Information concerning the individual's:
Activities of daily living;
Ability to complete tasks timely and appropriately; and
Episodes of decompensation and their resulting effects.
5. Past History
This should include a longitudinal account of the individual's personal life, including:
Relevant educational, medical, social, legal, military, marital, and occupational data and any associated problems in adjustment;
Details (dates, places, etc.) of any past history of outpatient treatment and hospitalizations for mental/emotional problems; and
History, if any, of substance abuse, and/or treatment in detoxification and rehabilitation centers.
6. Mental Status
The individual case facts will determine the specific areas of mental status that need to be emphasized during the examination, but generally the report should include a detailed description of the individual's:
Appearance, behavior, and speech (if not already described);
Thought process (for example, loosening of associations);
Thought content (for example, delusions);
Perceptual abnormalities (for example, hallucinations);
Mood and affect (for example, depression, mania);
Sensorium and cognition (for example, orientation, recall, memory, concentration, fund of information, and intelligence); and,
Judgment and insight.
This should include the American Psychiatric Association standard nomenclature as set forth in the current “Diagnostic and Statistical Manual of Mental Disorders.”
Prognosis and recommendations for treatment, if indicated, should be provided. Recommendations for any other medical evaluation (for example, neurological, general physical), if indicated, should also be given.
9. Capability Development
Develop capability in every case (initial, reconsideration, continuing disability review) when a CE for a mental disorder is being purchased (see DI 23001.010B.1.).
C. Policy - Additional Requirements by Impairment
1. Schizophrenic, Delusional (Paranoid), Schizoaffective, and Other Psychotic Disorders
The report should reflect:
Periods of residence in structured settings such as half-way houses and group homes;
Frequency and duration of episodes of illness and periods of remission; and
Side effects of medications.
2. Organic Mental Disorders
The report should reflect:
The source of the disorder, if known, the prognosis, and
Whether there is an acute or chronic process;
Whether stable or progressive; and
Changes at various points in time.
The results of any psychological or neuropsychological testing that may have been performed that could serve to further document an organic process and its severity.
Information regarding the results of any neurological evaluations.
Information about any neurological testing (for example, EEG, CT scan) that may have been performed and the results, if available.

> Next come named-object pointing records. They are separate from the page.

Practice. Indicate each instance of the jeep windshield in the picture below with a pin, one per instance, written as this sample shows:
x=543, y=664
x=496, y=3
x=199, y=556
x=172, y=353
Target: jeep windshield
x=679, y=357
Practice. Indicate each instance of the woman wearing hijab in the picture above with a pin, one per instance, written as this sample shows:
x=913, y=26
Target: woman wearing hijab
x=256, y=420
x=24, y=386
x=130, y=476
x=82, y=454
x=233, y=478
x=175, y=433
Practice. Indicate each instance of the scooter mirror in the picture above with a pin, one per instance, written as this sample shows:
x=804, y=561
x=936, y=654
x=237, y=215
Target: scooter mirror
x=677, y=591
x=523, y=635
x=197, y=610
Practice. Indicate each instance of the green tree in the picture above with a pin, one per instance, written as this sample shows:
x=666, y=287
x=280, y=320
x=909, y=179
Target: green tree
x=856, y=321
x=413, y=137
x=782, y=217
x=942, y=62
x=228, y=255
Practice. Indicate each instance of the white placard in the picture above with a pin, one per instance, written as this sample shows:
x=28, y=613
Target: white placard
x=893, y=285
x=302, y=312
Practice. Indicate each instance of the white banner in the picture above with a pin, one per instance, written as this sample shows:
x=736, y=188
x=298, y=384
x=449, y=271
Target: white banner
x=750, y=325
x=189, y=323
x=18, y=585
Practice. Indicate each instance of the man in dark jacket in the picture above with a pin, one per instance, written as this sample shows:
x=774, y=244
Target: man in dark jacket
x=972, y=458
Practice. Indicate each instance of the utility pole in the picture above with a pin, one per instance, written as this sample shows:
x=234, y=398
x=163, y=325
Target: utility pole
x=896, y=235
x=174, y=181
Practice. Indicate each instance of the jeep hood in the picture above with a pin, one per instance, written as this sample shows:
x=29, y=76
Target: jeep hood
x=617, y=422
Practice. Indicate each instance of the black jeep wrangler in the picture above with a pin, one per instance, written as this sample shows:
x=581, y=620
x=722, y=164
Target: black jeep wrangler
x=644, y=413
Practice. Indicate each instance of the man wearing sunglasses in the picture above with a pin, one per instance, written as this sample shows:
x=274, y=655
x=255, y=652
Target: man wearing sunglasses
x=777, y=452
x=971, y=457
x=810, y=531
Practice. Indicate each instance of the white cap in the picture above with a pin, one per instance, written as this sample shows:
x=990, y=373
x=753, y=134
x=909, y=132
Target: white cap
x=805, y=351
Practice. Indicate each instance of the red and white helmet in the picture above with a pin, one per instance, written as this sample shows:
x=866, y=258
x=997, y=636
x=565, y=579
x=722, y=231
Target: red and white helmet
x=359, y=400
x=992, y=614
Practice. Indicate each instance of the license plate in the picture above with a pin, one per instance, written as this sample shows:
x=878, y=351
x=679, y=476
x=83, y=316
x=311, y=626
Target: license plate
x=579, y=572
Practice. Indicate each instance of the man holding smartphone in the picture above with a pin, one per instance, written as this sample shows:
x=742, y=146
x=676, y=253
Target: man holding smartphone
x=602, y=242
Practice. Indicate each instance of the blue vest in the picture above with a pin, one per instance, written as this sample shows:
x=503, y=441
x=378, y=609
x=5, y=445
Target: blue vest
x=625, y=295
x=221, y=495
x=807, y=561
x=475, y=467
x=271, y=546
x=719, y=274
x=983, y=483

3. Intellectual Disability
The report should reflect:
Current documentation of IQ by a standardized, well-recognized measure. Acceptable instruments will have a representative normative sample, a mean of approximately 100 and standard deviation of approximately 15 in the general population, and cover a broad range of cognitive and perceptual-motor functions (for example, the Wechsler scales);
Summary of composite scores (for example, Full Scale IQ, Verbal Comprehension Index, Perceptual Reasoning Index) together with the individual subtest scores;
Interpretation of the scores and assessment of the validity of the obtained scores, indicating any factors that may have influenced the results, such as the individual's attitude and degree of cooperation, the presence of visual, hearing, or other physical problems, and recent prior exposure to the same or similar test; and
Consistency of the obtained test results with the individual's education, vocational background, and social adjustment, especially in the area of personal self-sufficiency.